Le tribunal de commerce de Lille-Métropole, dans un jugement réputé contradictoire rendu le 12 janvier 2026, a été saisi par deux créanciers impayés. La première assignation, délivrée le 11 août 2025, émanait de l’organisme de recouvrement des cotisations sociales, pour une créance de 11 632 euros. La seconde, datée du 27 octobre 2025, provenait de la caisse de congés intempéries du BTP, pour une somme de 10 280,52 euros. Après jonction des instances, le tribunal devait déterminer si la société débitrice, défaillante à l’audience, était en cessation des paiements et susceptible d’être redressée.

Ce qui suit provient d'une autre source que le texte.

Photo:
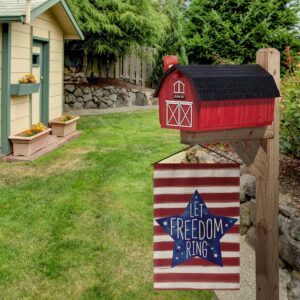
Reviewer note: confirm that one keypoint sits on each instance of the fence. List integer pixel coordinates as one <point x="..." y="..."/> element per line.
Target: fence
<point x="130" y="68"/>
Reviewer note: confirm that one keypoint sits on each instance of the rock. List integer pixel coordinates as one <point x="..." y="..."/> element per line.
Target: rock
<point x="70" y="88"/>
<point x="90" y="105"/>
<point x="103" y="105"/>
<point x="70" y="98"/>
<point x="132" y="97"/>
<point x="294" y="228"/>
<point x="87" y="90"/>
<point x="67" y="108"/>
<point x="140" y="99"/>
<point x="122" y="91"/>
<point x="113" y="97"/>
<point x="245" y="217"/>
<point x="99" y="93"/>
<point x="78" y="92"/>
<point x="250" y="237"/>
<point x="108" y="102"/>
<point x="79" y="75"/>
<point x="78" y="106"/>
<point x="87" y="97"/>
<point x="113" y="91"/>
<point x="247" y="187"/>
<point x="286" y="210"/>
<point x="95" y="98"/>
<point x="293" y="287"/>
<point x="105" y="93"/>
<point x="289" y="250"/>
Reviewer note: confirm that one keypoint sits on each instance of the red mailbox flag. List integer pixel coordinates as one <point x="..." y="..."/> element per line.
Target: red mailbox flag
<point x="196" y="226"/>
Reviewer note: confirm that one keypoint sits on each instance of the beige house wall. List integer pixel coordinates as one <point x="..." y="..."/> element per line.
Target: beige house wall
<point x="24" y="109"/>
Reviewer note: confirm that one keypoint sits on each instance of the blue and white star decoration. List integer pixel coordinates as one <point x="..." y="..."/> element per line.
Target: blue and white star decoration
<point x="196" y="232"/>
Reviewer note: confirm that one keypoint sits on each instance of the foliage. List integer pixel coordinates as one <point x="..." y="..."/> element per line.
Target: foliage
<point x="173" y="42"/>
<point x="290" y="115"/>
<point x="236" y="29"/>
<point x="35" y="129"/>
<point x="66" y="118"/>
<point x="85" y="230"/>
<point x="113" y="28"/>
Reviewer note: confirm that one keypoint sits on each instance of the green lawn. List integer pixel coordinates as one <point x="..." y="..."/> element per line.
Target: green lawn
<point x="77" y="223"/>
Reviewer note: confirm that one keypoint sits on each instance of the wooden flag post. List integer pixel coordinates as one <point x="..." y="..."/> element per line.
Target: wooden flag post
<point x="258" y="147"/>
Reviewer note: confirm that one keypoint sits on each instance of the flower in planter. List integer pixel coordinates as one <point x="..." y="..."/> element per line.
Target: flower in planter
<point x="66" y="118"/>
<point x="35" y="129"/>
<point x="27" y="78"/>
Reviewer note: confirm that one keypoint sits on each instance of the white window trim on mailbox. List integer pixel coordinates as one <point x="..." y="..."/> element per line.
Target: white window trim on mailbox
<point x="179" y="87"/>
<point x="177" y="115"/>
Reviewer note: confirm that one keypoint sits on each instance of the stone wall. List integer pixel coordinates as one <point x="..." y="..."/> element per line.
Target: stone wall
<point x="80" y="95"/>
<point x="288" y="219"/>
<point x="92" y="97"/>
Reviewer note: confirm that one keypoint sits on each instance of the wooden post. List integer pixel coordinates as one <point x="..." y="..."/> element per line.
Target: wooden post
<point x="258" y="147"/>
<point x="267" y="198"/>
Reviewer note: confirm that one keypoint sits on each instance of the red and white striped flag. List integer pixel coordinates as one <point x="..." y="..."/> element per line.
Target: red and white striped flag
<point x="177" y="188"/>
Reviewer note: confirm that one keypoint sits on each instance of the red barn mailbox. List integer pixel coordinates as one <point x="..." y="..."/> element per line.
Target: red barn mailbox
<point x="215" y="97"/>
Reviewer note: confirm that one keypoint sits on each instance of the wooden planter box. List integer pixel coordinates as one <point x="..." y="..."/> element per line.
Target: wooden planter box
<point x="24" y="89"/>
<point x="60" y="128"/>
<point x="26" y="146"/>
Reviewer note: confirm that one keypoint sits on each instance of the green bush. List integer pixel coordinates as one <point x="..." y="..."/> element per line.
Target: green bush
<point x="290" y="115"/>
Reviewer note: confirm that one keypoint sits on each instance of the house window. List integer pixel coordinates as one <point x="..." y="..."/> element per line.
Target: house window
<point x="35" y="60"/>
<point x="179" y="87"/>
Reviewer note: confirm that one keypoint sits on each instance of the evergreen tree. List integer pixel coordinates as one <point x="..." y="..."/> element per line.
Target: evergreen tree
<point x="235" y="29"/>
<point x="113" y="28"/>
<point x="173" y="42"/>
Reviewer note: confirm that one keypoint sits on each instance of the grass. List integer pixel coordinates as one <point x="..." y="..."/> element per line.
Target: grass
<point x="77" y="223"/>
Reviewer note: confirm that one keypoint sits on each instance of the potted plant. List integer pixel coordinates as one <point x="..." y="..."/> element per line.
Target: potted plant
<point x="27" y="85"/>
<point x="64" y="125"/>
<point x="31" y="140"/>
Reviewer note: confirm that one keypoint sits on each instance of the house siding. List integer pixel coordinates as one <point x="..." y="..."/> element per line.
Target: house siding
<point x="25" y="109"/>
<point x="47" y="23"/>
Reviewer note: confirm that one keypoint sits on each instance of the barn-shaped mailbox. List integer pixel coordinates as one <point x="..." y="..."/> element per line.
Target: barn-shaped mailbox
<point x="215" y="97"/>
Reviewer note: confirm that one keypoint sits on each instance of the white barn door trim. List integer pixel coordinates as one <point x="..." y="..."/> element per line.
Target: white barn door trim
<point x="179" y="113"/>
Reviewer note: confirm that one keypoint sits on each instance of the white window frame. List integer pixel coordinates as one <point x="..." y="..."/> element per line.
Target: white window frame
<point x="178" y="113"/>
<point x="178" y="87"/>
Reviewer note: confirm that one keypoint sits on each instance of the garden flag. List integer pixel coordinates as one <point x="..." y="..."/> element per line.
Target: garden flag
<point x="196" y="226"/>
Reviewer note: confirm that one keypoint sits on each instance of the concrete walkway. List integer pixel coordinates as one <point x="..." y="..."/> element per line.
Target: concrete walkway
<point x="94" y="112"/>
<point x="248" y="285"/>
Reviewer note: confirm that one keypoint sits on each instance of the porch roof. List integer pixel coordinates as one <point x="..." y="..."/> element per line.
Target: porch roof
<point x="14" y="11"/>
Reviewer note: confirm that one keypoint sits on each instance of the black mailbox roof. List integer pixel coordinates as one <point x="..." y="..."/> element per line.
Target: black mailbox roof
<point x="224" y="82"/>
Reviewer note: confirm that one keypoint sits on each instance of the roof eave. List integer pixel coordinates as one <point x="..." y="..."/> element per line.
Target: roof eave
<point x="9" y="19"/>
<point x="47" y="5"/>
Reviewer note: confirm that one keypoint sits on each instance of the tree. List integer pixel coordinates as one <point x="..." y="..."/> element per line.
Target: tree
<point x="235" y="29"/>
<point x="113" y="28"/>
<point x="173" y="42"/>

La solution retenue a été l’ouverture d’une procédure de liquidation judiciaire, faute de possibilité manifeste de redressement.
I. La caractérisation de l’état de cessation des paiements
Le tribunal a constaté l’état de cessation des paiements en se fondant sur les rapports du juge enquêteur. Il ressort de ces éléments que « l’état de cessation des paiements de la société FIBRA apparaît caractérisé » (Rapport du juge enquêteur). Cette appréciation repose sur l’absence du dirigeant lors de l’entretien et un passif exigible de 26 399 euros.
La valeur de cette décision est d’affirmer que l’absence de coopération du dirigeant est un indice pertinent de cessation des paiements. Le juge s’appuie ici sur une appréciation in concreto du passif exigible face à l’actif disponible.
La portée de ce constat est de rappeler que le passif exigible inclut les créances non contestées, même si elles font l’objet de procédures distinctes. Le tribunal a joint les deux affaires pour apprécier globalement la situation financière de la société.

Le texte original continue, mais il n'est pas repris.